This story started here.
As we walked to the bridge, Ron and I ended up walking half a block ahead of Jan and Christy. My employer couldn't walk very quickly, of course, and Christy, in her role as a bodyguard, stayed with her. I walked a bit more quickly, because I wanted to talk to Ron about something I didn't think she'd want to discuss in front of Christy.
"Ron," I said, "I wanted to ask you about your friend Bobby. Does he know where you are? Does he know what happened to you?" She shrugged and shook her head. "Because I had an idea. And I was thinking you could write him a letter. Then he'd know where you are and that you're okay."

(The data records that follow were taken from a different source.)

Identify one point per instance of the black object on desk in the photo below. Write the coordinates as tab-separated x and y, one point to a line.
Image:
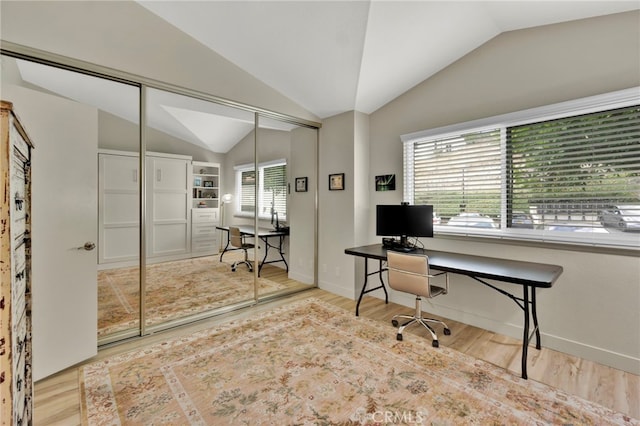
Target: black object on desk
529	275
264	234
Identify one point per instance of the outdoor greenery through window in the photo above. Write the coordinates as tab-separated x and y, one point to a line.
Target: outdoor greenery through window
272	190
574	178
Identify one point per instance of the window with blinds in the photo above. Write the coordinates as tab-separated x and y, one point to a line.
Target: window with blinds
459	175
570	176
567	171
272	189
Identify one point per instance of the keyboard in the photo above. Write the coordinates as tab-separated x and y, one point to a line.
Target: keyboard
398	247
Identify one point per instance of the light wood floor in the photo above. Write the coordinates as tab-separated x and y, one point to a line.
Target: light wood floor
57	397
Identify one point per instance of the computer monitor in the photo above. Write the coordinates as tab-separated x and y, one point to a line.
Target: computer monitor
404	221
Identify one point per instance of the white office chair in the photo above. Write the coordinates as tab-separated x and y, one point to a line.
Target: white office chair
238	241
410	273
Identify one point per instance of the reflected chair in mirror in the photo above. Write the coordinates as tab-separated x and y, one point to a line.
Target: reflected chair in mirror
409	273
237	240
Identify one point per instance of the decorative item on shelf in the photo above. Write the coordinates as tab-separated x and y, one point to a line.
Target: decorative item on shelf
336	182
226	199
301	184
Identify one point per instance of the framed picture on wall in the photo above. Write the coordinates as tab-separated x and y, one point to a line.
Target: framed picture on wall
386	183
301	184
336	182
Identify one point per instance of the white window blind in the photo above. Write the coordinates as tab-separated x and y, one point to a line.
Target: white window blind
566	171
272	189
459	174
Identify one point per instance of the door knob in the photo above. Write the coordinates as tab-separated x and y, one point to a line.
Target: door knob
88	246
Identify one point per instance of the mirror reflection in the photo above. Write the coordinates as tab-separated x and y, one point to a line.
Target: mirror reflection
229	204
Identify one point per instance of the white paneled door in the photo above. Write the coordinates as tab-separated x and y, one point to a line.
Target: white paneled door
64	167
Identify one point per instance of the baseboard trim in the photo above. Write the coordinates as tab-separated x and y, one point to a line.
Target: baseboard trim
596	354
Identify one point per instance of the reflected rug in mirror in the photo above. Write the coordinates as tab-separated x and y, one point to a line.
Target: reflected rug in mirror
309	362
174	289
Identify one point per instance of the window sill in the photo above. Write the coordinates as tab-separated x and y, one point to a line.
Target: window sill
539	242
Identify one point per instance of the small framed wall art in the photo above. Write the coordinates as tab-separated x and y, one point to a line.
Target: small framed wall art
386	183
336	182
301	184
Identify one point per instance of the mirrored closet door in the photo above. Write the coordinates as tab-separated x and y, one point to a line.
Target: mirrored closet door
190	202
198	207
286	200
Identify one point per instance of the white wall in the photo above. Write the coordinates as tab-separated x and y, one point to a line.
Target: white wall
302	244
337	208
125	36
593	310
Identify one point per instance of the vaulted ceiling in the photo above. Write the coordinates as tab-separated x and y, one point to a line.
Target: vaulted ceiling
336	56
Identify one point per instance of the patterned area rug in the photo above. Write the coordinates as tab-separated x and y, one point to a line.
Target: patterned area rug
174	289
312	363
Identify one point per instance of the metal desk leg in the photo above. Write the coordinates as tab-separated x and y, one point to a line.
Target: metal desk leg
534	313
225	247
266	253
525	338
364	286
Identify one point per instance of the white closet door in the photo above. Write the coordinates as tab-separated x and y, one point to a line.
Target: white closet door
168	206
64	171
118	215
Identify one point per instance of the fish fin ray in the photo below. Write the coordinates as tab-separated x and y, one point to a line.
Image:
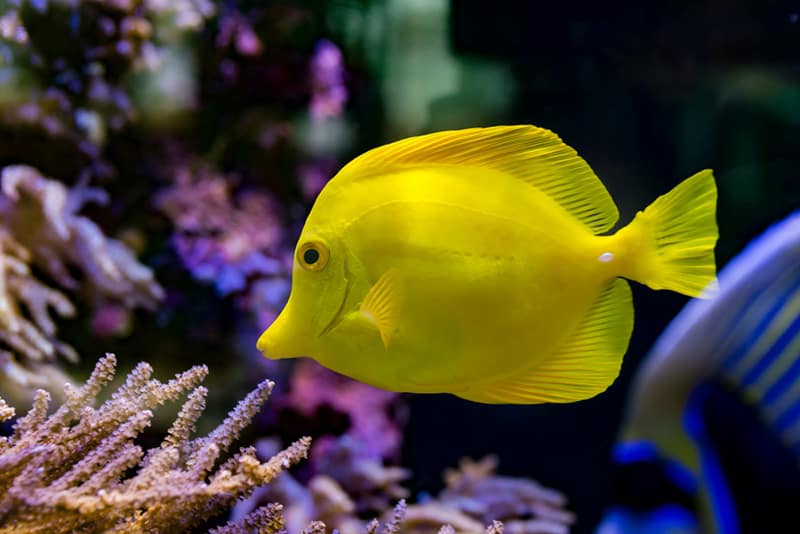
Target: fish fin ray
675	238
583	367
381	303
534	155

This possibility had never occurred to her. "I don't know the address," she said slowly.
"Do you remember the street?"
"Oh, sure. But I don't know the number."
"Well, you could go to the library. They usually have phone books. We could try to look it up." She nodded reluctantly, unwilling to get her hopes up. I squeezed her shoulder (briefly, not long enough to be embarrassing – Christy was behind us, after all). "You think your mother couldn't find out an address if she wanted to?"
This had just been a stray thought, but a few minutes later I was glad I'd had it. We were at the foot of the bridge, and they were sitting on the massive piling that blocked the bridge as I went to the pay phone and called the car service. Then I called Stu's office, and his wife answered the phone.